Foresight News: Finally, I want to talk about regulation. There have been a lot of discussions about regulation and compliance in the crypto space this year, and many leading projects are facing pressure, including Consensys behind MetaMask in the wallet space, and even Ethereum itself is facing varying degrees of regulatory pressure. As the largest smart account wallet provider, how do you view these regulations? Do you feel the pressure?

Lukas Schor: We are primarily an infrastructure provider for smart wallets and are generally not affected too much by local regulations.

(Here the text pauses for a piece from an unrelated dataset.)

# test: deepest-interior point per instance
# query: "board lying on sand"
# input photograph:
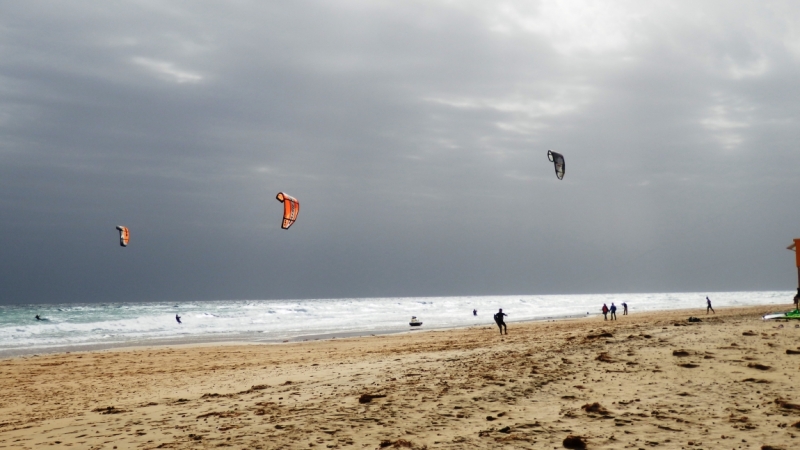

Interestingly, the regulatory issue is also related to the privacy issue you mentioned earlier. Because compliance and privacy protection will be two huge challenges, and the two are actually almost independent of each other, or they will conflict with each other. If we improve privacy, compliance may be more difficult. Because obscuring information is deliberately blocking information that is usually required for compliance. I'm not sure I have a lot of insight on this issue, but I believe that some companies that are more affected are solving these kinds of problems.

In order for regulators to take a more positive view of cryptocurrencies and be more supportive of the crypto industry, we need to provide practical cases that are valuable and meaningful to society.

I think the industry has done a terrible job over the past few months, focusing too much on illegal activities like meme coins and speculation, and the deepest impression of cryptocurrency is still that it is like a casino rather than a tool to truly improve people's lives. This is why regulators are skeptical and draw boundaries.